Archive for July, 2011

2011 Boggess Award

Thursday, July 28th, 2011

AWRA President Michael Campana has announced the winner of the 2011 Boggess Award: Deborah Elcock of Argonne National Laboratory. Her paper, “Future U.S. Water Consumption: The Role of Energy Production,” was published in the June 2010 issue of JAWRA. The award will be presented at the luncheon of the AWRA 2011 Annual Conference, this November in Albuquerque. Congratulations, Deborah!

Her article investigates how meeting domestic energy production targets for both fossil and renewable fuels may affect future water demand. In my blog entry at the time of publication, I noted, “This article is a great example of why one has to look at all aspects of an issue — take a multidisciplinary approach.” The Associate Editors agreed, and we have a winner!
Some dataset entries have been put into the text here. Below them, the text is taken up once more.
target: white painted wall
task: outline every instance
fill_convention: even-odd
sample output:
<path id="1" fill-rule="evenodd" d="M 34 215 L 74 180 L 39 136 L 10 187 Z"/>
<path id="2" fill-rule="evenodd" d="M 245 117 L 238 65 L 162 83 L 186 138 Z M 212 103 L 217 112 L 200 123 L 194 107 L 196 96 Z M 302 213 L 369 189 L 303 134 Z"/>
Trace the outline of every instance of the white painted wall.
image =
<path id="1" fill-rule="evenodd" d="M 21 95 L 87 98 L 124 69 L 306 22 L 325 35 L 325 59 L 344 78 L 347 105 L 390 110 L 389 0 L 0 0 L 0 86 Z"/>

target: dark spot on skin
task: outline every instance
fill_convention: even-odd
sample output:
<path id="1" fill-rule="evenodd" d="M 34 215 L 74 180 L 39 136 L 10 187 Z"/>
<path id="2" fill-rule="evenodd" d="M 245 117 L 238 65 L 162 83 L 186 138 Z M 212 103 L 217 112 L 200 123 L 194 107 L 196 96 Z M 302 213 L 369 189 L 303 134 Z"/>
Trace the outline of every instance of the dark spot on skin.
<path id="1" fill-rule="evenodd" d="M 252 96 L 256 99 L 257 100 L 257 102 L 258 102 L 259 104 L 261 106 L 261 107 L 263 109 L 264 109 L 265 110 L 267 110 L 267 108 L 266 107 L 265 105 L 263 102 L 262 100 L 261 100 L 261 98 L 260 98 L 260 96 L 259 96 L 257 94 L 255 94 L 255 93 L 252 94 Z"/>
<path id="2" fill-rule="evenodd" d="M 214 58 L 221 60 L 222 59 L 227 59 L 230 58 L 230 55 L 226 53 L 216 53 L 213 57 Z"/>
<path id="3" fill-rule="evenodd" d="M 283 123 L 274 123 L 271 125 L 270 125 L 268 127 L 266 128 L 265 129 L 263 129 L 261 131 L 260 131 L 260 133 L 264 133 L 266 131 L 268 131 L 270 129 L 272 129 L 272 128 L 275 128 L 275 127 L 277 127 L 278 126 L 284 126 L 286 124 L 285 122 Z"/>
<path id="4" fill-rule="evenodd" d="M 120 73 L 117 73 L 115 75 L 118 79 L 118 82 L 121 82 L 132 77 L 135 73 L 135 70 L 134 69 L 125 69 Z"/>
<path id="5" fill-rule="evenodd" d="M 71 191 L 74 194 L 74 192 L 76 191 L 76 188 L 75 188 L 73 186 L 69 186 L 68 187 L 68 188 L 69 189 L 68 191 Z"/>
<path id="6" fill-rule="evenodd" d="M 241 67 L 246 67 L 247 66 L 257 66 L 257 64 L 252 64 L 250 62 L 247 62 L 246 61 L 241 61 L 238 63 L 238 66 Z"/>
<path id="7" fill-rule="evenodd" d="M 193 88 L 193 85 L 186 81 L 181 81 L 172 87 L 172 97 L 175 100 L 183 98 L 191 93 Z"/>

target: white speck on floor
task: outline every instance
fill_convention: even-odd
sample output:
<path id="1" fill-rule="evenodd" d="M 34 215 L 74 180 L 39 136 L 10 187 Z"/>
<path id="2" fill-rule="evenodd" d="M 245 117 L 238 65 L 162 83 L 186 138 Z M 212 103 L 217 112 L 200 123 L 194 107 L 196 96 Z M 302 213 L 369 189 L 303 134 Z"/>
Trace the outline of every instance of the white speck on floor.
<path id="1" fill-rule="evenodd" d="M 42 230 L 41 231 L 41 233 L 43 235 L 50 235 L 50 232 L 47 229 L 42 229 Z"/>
The William R. Boggess Award is given to the author or authors of the paper, published in the Journal of the American Water Resources Association during the preceding year, that best describes, delineates, or analyzes a major problem or aspect of water resources from either a theoretical, applied, or philosophical standpoint. Established in 1973, the Award honors William R. “Randy” Boggess, a member of AWRA, one of the first Directors, and a former President of the Association, who has also made significant contributions to AWRA as an Editor of JAWRA.

Associate Editor for Water Quality Modeling

Thursday, July 28th, 2011

I am pleased to announce the appointment of Stephen D. Preston as JAWRA Associate Editor for Water Quality Modeling. Steve works with the USGS NAWQA program in Dover Delaware, and currently is serving as a Guest Associate Editor for a forthcoming featured collection on the SPARROW model. He therefore extends our strength and interest, begun by departing Associate Editor Rich Alexander, in the modern, GIS-based models shaping our science.

Steve will be starting September 1, to allow him time to wrap up the featured collection and tend to some other duties of his “day job” at USGS. Welcome, Steve, to our team!

2010 Odds of Acceptance

Wednesday, July 27th, 2011
All 2010 manuscripts are in late stages of review, so we are able to estimate some statistics of interest to potential authors: (2009 numbers are in parentheses.)
58% of manuscripts were accepted (vs. 50% in 2009)
15% were rejected after review, or were withdrawn (21%); and
27% were returned without review (29%).
Time-to-first-decision for reviewed manuscripts (i.e. excluding those returned without review) was a median 94 days, with 90% decided within 155 days.
Our change in acceptance rate likely is the result of our allowing struggling authors an additional revision or two. Maybe I’m mellowing, but we had some promising papers where the authors and reviewers were willing to work to bring the manuscript up to our standards.
I am not happy with our time-to-first-decision getting longer. However, we had some unexpected changes in associate editors which caused some manuscripts to be delayed. I hope we can do better in 2011.

Snowpack trends

Tuesday, July 19th, 2011

August 2011 article (Early View): “Trends in Western U.S. Snowpack and Related Upper Colorado River Basin Streamflow,” by W. Paul Miller and Thomas C. Piechota.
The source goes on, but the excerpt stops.